Connect with us


Rody guides U.N. on drug war, terror law

Mr. Duterte told the UN that this new law shows the Philippines’ commitment to the resolutions passed by the Security Council and the UN Global Counter-Terrorism Strategy.

MJ Blancaflor



PRESIDENT Rodrigo Duterte speaks before the United Nations General Assembly on Tuesday in New York. The Chief Executive delivered his speech virtually amid tight security brought about by a virus pandemic. / Manuel ELIAS/AGENCE FRANCE-PRESSE

President Rodrigo Duterte defended his anti-narcotics campaign and the controversial Anti-Terrorism Act in his debut appearance in the United Nations General Assembly (UNGA).

He also accused “interest groups” of “weaponizing” human rights against his administration.

The President, in his speech aired early Wednesday, insisted that the government protects Filipinos from the scourge of illegal drugs, criminality and terrorism amid fresh calls for an independent probe on the human rights situation in the Philippines.

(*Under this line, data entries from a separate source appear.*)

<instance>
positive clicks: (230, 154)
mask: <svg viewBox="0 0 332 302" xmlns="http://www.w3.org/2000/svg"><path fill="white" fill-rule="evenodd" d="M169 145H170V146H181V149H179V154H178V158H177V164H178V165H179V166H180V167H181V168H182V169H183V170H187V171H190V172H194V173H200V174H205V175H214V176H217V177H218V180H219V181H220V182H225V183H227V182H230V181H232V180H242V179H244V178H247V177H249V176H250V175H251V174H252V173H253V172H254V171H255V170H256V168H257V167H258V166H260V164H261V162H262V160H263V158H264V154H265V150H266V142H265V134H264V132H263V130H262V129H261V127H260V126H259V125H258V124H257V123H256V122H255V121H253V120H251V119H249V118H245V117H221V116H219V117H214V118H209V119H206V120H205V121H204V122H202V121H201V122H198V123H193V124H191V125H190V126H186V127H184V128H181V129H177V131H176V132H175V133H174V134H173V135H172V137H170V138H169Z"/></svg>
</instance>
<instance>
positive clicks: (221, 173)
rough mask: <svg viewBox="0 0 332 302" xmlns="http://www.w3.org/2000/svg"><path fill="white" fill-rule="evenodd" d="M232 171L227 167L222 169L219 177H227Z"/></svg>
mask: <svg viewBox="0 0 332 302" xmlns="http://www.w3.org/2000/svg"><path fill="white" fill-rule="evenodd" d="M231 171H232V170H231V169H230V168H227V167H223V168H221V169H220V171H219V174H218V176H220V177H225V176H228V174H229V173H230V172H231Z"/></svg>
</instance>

He pushed for an “open dialogue and constructive engagement” with the UN on human rights but said it must be done with respect, objectivity, non-interference, non-selectivity and genuine dialogue.

“A number of interest groups have weaponized human rights — some well-meaning, others ill-intentioned,” Duterte said.

“They attempt to discredit the functioning institutions and mechanisms of a democratic country and a popularly-elected government which in its last two years, still enjoys the same widespread approval and support,” he added.

The Chief Executive even claimed that “detractors pass themselves off as human rights advocates” while preying on the vulnerable sectors, including children.

“They hide their misdeeds under the blanket of human rights but the blood oozes through,” he said.

His speech came a week after UN human rights chief Michelle Bachelet urged the Duterte administration to stop its “violent policies.”

The European Parliament later warned the Philippines that it would withdraw tariff perks granted to the country if the government will not cooperate with the probe on alleged human rights abuses.

Looming terrorism
During the summit, President Duterte stressed that the government remains firm on its commitment to protect people from threats as “terrorism looms large.”

He added that the Philippines is fighting terrorism and violent extremism by addressing its root causes as he guaranteed the rebuilding of communities affected by terrorist activities.

Duterte also defended the Anti-Terrorism Law he had signed early in July and in the middle of a pandemic, saying it provides a strong legal framework to address the problem.

“The Marawi siege, where foreign terrorist fighters took part, taught us that an effective legal framework is crucial. Our 2020 Anti-Terrorism Act shores up the legal framework by focusing on both terrorism and the usual response to it,” he said in his pre-recorded speech.

The President also said that the enactment of the law was pursuant to Security Council resolutions and the UN Global Counter-Terrorism Strategy.

The new law, currently the most contested measure at the Philippines’ Supreme Court, has earned local and international backlash as critics feared that it could be used as a tool to prosecute political opponents.

Senate President Vicente Sotto III and Senator Panfilo Lacson said the President’s mention of the law before the UN General Assembly has made the legislation more significant.

In the same speech, Mr. Duterte told the UN that this new law shows the Philippines’ commitment to the resolutions passed by the Security Council and the UN Global Counter-Terrorism Strategy.

“PRRD is absolutely right on the issue of the Anti-Terrorism Law. UN members know we had the weakest law before,” Sotto, one of the main authors of the law, said.

“I couldn’t agree more with the President. Stating his strong position on the issue before the community of nations, many of whom are leaders of countries that continue to grapple with the threats of terrorism, made it more significant,” Lacson said.

“(The ATL) contains the needed legal backbone to let our security forces implement the law with efficacy and confidence, even proactively — as well as the needed safeguards to curb potential abuse and violation of the 1987 Constitution,” Lacson added.